Credit Card Rewards Get Cut in Half
What New Zealand credit card loyalty managers have been fearing for years finally happened at the start of May. The regulator cut the value of their credit card loyalty points in half. That’s the impact of the newly announced interchange regulation which will reduce the fees merchants pay to credit card companies and in turn what credit card companies give their customers in rewards.
Why It Matters for New Zealand’s Loyalty Industry
Loyalty points are a $4bn industry in Australia with half of that being contributed by credit cards. Comparatively, the New Zealand loyalty points industry is worth at least $500m annually.
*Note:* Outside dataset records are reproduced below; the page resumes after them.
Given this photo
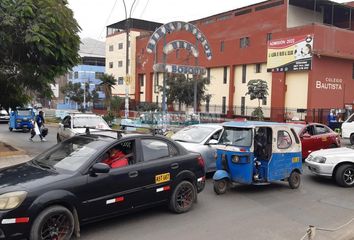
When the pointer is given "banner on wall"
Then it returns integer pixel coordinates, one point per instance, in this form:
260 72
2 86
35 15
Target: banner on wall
290 54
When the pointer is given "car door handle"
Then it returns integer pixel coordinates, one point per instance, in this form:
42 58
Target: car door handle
174 165
133 174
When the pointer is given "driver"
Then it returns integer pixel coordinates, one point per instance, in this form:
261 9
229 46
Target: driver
116 158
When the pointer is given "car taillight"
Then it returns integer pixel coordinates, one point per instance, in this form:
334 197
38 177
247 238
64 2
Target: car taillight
201 162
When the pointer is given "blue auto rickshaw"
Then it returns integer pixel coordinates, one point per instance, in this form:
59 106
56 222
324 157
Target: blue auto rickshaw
21 118
257 153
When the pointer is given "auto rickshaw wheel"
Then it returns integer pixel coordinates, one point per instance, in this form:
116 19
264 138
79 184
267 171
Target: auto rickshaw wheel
294 180
220 186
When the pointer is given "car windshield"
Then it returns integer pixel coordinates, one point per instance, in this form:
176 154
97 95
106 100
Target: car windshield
89 121
240 137
69 155
24 112
193 134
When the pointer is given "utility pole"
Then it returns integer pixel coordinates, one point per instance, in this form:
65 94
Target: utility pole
127 77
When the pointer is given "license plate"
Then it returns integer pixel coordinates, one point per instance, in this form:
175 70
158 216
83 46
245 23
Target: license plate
165 177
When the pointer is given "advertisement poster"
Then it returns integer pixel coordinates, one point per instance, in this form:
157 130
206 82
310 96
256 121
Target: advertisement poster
290 54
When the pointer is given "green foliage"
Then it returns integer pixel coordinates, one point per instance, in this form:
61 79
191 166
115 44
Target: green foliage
39 41
75 93
146 107
180 89
108 82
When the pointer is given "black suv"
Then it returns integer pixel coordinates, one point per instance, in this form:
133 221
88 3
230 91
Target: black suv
91 177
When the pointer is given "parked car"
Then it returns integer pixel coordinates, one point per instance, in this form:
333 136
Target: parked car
4 116
316 136
76 123
196 138
21 118
334 163
348 129
72 184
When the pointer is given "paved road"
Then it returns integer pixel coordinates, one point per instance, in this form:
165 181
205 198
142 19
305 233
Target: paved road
272 212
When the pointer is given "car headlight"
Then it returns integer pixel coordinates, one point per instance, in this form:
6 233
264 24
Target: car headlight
319 159
12 200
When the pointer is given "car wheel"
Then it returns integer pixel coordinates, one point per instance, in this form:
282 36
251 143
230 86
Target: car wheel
352 139
294 180
55 222
345 175
58 138
220 186
183 197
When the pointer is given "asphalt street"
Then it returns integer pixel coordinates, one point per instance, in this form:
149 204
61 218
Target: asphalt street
268 212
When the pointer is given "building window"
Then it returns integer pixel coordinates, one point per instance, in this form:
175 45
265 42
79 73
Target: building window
223 105
244 42
258 68
243 103
244 70
225 75
269 37
98 75
120 81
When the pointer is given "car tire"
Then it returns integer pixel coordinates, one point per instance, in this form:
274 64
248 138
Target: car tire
345 175
58 138
183 197
352 139
47 221
220 186
294 180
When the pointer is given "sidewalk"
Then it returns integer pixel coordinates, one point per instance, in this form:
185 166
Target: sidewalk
10 155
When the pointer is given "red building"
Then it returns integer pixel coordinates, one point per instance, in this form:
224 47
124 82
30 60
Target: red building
239 41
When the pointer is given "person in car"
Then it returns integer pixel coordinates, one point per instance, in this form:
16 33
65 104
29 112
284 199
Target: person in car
116 158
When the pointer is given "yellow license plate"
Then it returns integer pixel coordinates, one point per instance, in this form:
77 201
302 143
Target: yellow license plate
165 177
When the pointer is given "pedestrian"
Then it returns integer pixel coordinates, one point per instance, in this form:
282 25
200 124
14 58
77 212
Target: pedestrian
38 126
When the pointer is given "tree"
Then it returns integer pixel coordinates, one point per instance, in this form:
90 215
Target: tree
257 89
39 41
75 92
180 89
108 82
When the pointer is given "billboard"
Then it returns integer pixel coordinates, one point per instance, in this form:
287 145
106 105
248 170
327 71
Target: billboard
290 54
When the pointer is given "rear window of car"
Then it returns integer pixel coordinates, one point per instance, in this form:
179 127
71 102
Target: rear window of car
71 154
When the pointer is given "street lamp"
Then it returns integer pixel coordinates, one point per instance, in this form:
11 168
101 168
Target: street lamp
127 77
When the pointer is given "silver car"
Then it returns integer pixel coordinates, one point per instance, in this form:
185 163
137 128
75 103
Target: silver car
196 138
337 163
76 123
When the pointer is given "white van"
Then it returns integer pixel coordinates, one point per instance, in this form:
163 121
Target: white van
348 129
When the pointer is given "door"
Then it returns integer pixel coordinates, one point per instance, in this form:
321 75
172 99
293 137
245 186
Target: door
114 192
160 167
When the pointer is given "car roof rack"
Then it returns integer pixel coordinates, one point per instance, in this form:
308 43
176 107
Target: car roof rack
119 132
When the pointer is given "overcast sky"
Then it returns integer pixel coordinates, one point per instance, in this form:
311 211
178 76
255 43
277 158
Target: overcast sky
94 15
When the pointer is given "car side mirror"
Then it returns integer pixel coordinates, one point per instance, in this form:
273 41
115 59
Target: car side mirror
100 168
306 135
213 142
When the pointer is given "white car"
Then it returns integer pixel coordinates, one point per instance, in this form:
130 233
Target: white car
77 123
337 163
348 129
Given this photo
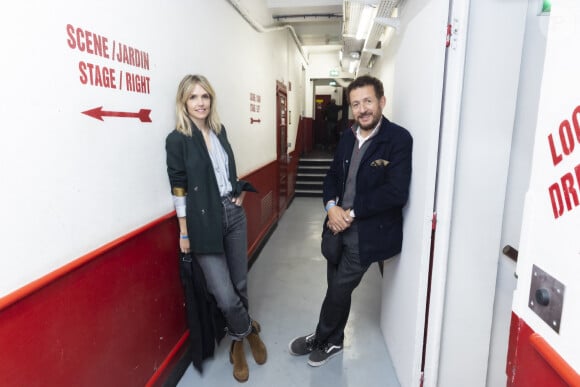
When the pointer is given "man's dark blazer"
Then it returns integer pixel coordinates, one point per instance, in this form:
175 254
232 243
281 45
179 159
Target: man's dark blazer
382 188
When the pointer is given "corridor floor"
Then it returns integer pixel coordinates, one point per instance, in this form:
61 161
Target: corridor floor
287 283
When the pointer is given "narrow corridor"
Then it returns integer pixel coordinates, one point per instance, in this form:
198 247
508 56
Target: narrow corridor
286 288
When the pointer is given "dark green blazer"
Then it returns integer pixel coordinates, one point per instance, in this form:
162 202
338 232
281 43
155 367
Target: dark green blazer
189 167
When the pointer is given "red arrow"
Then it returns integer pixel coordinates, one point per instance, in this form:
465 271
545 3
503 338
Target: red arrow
99 113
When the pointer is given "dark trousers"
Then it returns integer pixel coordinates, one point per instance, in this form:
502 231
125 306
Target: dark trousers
342 280
226 274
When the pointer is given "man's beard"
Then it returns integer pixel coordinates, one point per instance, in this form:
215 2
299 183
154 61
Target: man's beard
371 126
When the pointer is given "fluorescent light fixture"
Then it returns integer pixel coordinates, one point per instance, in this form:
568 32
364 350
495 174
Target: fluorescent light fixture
352 66
365 22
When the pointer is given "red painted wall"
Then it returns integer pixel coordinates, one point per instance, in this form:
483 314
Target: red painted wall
108 319
115 316
532 362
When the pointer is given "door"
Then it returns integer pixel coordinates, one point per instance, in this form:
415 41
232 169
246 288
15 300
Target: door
282 145
320 140
544 333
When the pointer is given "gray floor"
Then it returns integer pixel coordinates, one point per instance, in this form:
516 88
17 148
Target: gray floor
286 287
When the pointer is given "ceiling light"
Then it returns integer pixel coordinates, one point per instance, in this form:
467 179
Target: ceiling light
365 22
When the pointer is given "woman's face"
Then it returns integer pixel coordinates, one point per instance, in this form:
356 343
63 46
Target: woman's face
198 104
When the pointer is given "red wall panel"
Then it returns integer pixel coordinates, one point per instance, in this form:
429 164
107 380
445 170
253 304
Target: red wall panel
114 317
109 321
532 362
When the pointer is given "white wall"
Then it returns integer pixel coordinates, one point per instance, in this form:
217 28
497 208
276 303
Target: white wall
532 66
412 72
487 116
71 183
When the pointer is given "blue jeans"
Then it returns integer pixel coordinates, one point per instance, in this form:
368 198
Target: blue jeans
342 280
226 274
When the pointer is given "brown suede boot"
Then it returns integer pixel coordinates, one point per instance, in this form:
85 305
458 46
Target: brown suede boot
257 345
238 359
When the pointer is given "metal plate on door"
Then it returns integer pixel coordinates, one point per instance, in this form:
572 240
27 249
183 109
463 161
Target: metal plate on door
546 297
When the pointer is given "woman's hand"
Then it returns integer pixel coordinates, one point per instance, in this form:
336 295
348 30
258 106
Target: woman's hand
184 246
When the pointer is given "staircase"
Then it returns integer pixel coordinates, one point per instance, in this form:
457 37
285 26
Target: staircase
310 175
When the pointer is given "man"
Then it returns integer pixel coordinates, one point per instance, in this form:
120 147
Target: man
331 114
364 193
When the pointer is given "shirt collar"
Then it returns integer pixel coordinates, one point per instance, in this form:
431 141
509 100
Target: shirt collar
361 140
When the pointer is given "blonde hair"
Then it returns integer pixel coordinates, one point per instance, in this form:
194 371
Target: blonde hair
184 90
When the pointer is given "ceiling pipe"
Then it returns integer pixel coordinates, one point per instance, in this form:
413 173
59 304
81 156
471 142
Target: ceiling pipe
258 27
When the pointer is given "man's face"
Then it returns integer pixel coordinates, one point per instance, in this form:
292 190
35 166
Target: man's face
367 109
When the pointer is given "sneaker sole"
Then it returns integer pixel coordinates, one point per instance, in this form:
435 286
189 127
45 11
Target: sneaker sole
322 362
292 352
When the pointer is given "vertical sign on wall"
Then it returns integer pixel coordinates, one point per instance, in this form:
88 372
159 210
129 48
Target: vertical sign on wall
255 101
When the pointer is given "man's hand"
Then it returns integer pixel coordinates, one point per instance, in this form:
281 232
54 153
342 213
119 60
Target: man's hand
339 219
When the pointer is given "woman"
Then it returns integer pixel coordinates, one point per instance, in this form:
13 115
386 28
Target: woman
208 200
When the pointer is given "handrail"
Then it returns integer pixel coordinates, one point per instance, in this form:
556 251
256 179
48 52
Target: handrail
554 359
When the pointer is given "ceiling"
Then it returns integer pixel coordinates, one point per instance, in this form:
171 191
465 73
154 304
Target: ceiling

More important than the value of these points is the positive economic impact a loyalty program drives in a company’s sales (7% up in the first year, 11% after 3 years) and gross profit (up 6%).
The impact for banks is big but the impact for the rest of New Zealand loyalty programs including airlines and more particularly retailers is arguably bigger. Who or what might a loyalty manager in New Zealand have to watch out for?
A Lot of Regulation all at Once
It’s not only interchange. New Zealand is facing a series of changes which individually and over time altered the power balance in loyalty ecosystems offshore but are all arriving at the same time here. Privacy regulation, the beginning of a Customer Data Right discussion (Open Banking to the rest of us), and the death of third-party cookies are creating winners and losers.
Privacy compliance is of course important but most privacy decisions and by extension customer data strategies are being driven by a fear of doing anything that might in any way compromise customer data.